Freedom Discussions

How Many Bad Apples?

by Kaiser Leib, ZeroGov

“Fortunately,” he said, “that’s hardly a representative sample of American Law Enforcement, thank God.”

“How many bad apples does it take to spoil a bunch?” I asked.

From there, the conversation turned to the philosophical; absent our present justice and law enforcement system, how would we guarantee our safety from the evils of the world? This was as non-productive as may be imagined, and because my friend is a reasonable man, we agreed once again to disagree.

So I ask you, dear reader. How many bad apples does it take to spoil a bunch? How much infringement upon our rights, how much overstepping constitutional authority, how much outright brutality are we willing to tolerate from our designated protectors before it’s just not worth it any more?

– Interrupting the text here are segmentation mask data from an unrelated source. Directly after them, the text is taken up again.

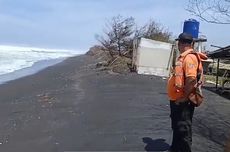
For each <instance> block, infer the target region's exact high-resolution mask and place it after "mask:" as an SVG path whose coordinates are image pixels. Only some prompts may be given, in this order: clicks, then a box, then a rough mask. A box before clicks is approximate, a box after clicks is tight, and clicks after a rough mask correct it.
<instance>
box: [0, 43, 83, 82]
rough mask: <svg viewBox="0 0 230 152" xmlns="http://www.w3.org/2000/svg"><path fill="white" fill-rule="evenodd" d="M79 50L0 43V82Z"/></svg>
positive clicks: (43, 68)
mask: <svg viewBox="0 0 230 152" xmlns="http://www.w3.org/2000/svg"><path fill="white" fill-rule="evenodd" d="M81 53H82V52H81V51H79V50H58V49H43V48H34V47H17V46H6V45H0V84H2V83H4V82H7V81H10V80H13V79H17V78H20V77H23V76H26V75H30V74H33V73H35V72H37V71H39V70H41V69H44V68H45V67H48V66H51V65H54V64H56V63H59V62H61V61H63V60H64V59H65V58H67V57H72V56H76V55H79V54H81Z"/></svg>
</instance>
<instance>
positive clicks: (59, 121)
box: [0, 55, 230, 152]
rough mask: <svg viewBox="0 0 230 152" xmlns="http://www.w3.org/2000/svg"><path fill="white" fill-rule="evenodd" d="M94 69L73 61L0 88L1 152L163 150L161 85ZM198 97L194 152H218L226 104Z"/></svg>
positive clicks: (50, 68) (226, 109)
mask: <svg viewBox="0 0 230 152" xmlns="http://www.w3.org/2000/svg"><path fill="white" fill-rule="evenodd" d="M95 62H96V61H94V60H92V57H91V56H86V55H83V56H78V57H73V58H69V59H67V60H65V61H64V62H62V63H59V64H57V65H55V66H52V67H48V68H47V69H45V70H43V71H41V72H39V73H37V74H35V75H31V76H27V77H23V78H20V79H18V80H14V81H11V82H9V83H7V84H3V85H0V151H2V152H64V151H166V150H167V149H168V147H169V144H170V142H171V129H170V119H169V107H168V99H167V94H166V90H165V87H166V80H164V79H162V78H160V77H154V76H143V75H137V74H135V73H129V74H116V73H108V72H107V71H100V70H98V69H95ZM204 94H205V96H206V99H207V102H206V103H205V104H203V105H202V106H201V107H199V108H197V109H196V111H195V116H194V127H193V131H194V134H193V151H194V152H221V151H224V146H225V143H226V141H227V138H228V137H229V135H230V110H229V109H230V101H229V99H227V98H223V97H221V96H218V95H217V94H215V93H213V92H211V91H208V90H204Z"/></svg>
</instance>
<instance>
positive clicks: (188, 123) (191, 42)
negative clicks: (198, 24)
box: [167, 33, 199, 152]
mask: <svg viewBox="0 0 230 152" xmlns="http://www.w3.org/2000/svg"><path fill="white" fill-rule="evenodd" d="M176 40H177V41H178V49H179V51H180V56H179V57H178V58H177V61H176V64H175V67H174V68H173V69H172V72H171V76H170V78H169V80H168V86H167V87H168V96H169V99H170V111H171V113H170V117H171V126H172V130H173V140H172V144H171V146H170V150H169V151H170V152H191V145H192V118H193V113H194V107H195V105H194V104H193V103H192V102H191V101H190V100H189V95H190V94H191V92H192V91H193V89H194V86H195V85H196V83H197V73H198V67H199V61H198V58H197V56H196V55H195V54H194V53H192V52H194V50H193V37H192V36H191V35H190V34H188V33H181V34H180V35H179V37H178V38H177V39H176Z"/></svg>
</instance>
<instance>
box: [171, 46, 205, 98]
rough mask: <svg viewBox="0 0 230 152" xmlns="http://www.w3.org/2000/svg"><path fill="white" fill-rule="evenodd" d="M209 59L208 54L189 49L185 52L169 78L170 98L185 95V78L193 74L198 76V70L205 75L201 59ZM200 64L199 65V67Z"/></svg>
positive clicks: (179, 97)
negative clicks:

In the aftermath of hurricane Katrina, firearms were confiscated by the New Orleans Police Department. This was an isolated incident, and the New Orleans PD does not represent American Law Enforcement in general. Most city police are dedicated and noble and would fight to protect the rights and lives of citizens.

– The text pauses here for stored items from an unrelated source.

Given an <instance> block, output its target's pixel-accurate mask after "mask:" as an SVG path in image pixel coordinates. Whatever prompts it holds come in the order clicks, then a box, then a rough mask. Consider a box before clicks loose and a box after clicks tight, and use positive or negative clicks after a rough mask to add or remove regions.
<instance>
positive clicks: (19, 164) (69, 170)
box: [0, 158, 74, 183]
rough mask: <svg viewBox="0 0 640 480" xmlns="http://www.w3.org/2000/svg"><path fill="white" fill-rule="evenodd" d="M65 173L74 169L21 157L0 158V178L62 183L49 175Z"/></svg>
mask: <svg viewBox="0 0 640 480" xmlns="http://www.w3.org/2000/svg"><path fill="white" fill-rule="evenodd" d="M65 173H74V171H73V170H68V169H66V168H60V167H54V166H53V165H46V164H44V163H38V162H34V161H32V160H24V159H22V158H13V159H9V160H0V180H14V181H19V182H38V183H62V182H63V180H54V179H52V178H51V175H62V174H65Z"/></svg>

During the Virginia Tech massacre, the equipped and trained officers did not enter Norris Hall until Cho had killed himself, frustrated by a barricade that students erected to keep him at bay. Officer safety is paramount, and it would have been dangerous for any one officer to enter the building in the presence of an active shooter without backup.

The Bureau of Alcohol, Tobacco and Firearms, tasked with preventing federal offenses related to firearms, encouraged firearms to be illegally sold and distributed to known criminals, resulting in the death of at least one Border Patrol agent and countless other human beings. But the present ATF is not representative of federal Law Enforcement agencies in general, and these abuses will die with that bureau.

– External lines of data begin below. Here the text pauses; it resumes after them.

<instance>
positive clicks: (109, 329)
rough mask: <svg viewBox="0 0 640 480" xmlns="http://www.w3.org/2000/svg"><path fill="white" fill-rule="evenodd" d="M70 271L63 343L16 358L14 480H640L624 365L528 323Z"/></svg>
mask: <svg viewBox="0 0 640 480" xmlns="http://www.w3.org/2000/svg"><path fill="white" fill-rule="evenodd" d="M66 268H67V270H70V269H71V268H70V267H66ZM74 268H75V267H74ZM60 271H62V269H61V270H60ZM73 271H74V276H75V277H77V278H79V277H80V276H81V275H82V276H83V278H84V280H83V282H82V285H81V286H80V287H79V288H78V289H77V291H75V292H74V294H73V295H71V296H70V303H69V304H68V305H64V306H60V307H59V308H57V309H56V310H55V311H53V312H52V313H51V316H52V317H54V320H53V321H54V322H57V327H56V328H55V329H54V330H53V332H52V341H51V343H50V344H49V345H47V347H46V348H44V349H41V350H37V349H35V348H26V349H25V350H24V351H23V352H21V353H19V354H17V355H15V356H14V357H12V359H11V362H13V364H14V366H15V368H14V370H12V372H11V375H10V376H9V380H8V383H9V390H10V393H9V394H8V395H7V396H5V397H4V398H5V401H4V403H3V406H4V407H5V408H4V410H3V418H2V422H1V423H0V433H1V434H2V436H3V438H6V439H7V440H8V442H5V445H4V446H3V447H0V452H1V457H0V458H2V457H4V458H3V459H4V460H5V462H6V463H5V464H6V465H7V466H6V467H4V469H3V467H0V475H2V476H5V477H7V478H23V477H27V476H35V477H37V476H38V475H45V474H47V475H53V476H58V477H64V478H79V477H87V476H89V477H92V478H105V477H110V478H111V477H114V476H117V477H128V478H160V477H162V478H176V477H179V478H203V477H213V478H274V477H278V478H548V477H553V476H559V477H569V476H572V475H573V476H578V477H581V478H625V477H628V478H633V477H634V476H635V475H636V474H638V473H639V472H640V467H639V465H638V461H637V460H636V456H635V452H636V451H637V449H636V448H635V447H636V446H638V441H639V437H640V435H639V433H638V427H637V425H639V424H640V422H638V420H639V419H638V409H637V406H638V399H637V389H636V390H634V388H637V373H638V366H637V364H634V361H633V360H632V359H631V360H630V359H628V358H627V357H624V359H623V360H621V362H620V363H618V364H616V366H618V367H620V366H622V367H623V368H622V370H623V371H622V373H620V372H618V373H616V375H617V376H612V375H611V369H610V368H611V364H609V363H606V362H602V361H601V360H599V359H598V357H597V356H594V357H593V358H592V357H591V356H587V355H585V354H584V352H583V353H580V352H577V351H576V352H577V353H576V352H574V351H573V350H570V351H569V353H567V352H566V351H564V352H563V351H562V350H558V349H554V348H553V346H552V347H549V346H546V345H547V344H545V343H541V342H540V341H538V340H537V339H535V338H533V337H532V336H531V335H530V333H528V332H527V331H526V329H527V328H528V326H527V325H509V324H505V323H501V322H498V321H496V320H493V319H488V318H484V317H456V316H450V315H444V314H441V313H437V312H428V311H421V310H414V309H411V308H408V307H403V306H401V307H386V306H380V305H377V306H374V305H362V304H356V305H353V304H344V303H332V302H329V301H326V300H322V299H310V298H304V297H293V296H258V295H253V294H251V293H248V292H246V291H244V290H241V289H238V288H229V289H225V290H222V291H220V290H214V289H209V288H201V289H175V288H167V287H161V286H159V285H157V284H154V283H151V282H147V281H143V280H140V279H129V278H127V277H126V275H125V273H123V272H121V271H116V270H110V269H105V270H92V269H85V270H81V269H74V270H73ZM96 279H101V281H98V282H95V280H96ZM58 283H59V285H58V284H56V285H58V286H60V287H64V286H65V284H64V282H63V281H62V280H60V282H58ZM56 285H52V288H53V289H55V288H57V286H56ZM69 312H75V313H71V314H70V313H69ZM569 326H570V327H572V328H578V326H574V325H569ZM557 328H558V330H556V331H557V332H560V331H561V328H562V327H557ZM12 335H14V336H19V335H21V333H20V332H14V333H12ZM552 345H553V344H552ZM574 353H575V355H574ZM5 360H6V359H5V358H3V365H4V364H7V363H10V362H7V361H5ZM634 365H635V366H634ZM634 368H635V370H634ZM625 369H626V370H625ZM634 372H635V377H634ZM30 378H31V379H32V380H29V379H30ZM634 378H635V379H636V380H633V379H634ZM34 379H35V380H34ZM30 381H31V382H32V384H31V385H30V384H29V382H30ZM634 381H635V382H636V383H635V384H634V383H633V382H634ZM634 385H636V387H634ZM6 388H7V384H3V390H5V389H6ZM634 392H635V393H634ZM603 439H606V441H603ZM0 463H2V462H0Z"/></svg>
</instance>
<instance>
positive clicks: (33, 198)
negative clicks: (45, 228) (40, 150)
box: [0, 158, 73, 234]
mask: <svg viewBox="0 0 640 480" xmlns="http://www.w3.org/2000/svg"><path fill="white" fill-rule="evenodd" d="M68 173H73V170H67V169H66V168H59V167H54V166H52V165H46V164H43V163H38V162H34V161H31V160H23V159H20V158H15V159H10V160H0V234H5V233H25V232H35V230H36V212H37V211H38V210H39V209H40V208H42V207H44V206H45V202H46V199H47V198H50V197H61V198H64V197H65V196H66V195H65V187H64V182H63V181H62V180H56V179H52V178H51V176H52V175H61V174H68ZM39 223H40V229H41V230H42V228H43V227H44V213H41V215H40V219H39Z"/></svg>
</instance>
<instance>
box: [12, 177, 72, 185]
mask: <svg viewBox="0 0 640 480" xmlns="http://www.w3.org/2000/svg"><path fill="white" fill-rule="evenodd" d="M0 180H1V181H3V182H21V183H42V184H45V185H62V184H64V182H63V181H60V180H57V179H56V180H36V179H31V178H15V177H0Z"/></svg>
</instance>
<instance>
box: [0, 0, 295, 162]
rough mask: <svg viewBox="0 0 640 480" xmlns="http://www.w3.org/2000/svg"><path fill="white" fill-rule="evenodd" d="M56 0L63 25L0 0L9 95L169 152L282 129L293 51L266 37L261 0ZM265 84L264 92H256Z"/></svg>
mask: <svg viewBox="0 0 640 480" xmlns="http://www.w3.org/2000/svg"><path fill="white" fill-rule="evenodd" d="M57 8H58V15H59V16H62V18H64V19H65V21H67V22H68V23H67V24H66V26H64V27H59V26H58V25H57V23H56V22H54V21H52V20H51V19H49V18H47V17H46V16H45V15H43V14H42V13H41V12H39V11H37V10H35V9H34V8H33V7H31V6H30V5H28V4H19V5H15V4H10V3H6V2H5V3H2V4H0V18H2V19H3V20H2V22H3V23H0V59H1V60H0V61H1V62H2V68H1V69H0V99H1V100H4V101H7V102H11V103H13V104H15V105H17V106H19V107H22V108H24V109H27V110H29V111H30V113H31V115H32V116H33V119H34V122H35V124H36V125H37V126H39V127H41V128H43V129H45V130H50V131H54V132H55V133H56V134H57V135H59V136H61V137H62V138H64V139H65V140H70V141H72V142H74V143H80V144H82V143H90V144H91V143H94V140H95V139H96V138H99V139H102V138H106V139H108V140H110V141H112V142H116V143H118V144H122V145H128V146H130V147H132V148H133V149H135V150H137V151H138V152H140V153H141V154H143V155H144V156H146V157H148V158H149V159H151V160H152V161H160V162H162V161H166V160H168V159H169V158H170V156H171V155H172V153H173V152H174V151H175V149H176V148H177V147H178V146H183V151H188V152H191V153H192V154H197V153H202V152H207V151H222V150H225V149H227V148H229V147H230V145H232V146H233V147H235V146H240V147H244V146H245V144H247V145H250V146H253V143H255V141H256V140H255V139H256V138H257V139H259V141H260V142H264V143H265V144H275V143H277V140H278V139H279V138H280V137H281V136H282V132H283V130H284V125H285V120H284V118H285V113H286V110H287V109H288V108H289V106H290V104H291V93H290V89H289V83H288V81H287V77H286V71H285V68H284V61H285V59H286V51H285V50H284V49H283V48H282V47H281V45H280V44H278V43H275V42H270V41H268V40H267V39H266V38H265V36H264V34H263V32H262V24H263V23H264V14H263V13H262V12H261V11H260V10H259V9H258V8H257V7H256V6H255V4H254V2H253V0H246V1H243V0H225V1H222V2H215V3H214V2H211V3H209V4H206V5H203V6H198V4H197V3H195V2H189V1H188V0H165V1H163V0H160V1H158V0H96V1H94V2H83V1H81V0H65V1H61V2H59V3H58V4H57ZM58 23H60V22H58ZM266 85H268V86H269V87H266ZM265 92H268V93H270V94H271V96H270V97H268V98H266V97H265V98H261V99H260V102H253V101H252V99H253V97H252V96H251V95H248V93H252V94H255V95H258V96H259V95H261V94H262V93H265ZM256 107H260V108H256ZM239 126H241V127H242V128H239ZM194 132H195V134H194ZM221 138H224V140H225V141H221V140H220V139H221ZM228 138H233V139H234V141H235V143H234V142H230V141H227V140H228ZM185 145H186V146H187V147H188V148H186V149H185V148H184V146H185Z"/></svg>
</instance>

In 1993, the FBI and the BATFE laid siege to and massacred a group of Seventh-Day Adventist heretics, for the crime of legally purchasing a variety of scary firearms. That was a different era, and the siege was the fault of Janet Reno, who is no longer Attorney General.

On May 5, 2011, officers from at least four Pima County police agencies unceremoniously executed Marine Corps veteran Jose Guerena, who has been found guilty of no crime, and whose work hours must have been well known to the police after their extensive investigation. But most of the United States is protected by better men than Pima County, whose officers may have done the right thing anyway, depending on the outcome of ongoing investigations.

Every day, more stories like this play out, all across the country. Men and women sworn to serve and protect the citizens of this nation instead trample their inalienable rights and flaunt their authority at gunpoint, frequently protected by the Blue Code of Silence, the existence of which cannot be denied. Still, these are isolated incidents, and do not represent the bulk of police in this country. The cops I shoot with are good people and we have pleasant conversation, you understand. It is unfortunate that a few bad examples give the rest a bad name.

What I do not see is this: noble men, worthy of their charge, refusing to break the oaths they swore to defend those who can’t defend themselves. What I do not see is a single example of a police department defying any order on moral, constitutional or legal grounds. I do not see a single example of cops behaving in a fashion befitting the honor they claim, honor I wish they would earn. Perhaps I am wrong; perhaps someone can show me an overwhelming number of  counter-examples, and I will rejoice to see it. Until then I must view the police and all their activities with skepticism, and judge the merit of individual officers on a case-by-case basis.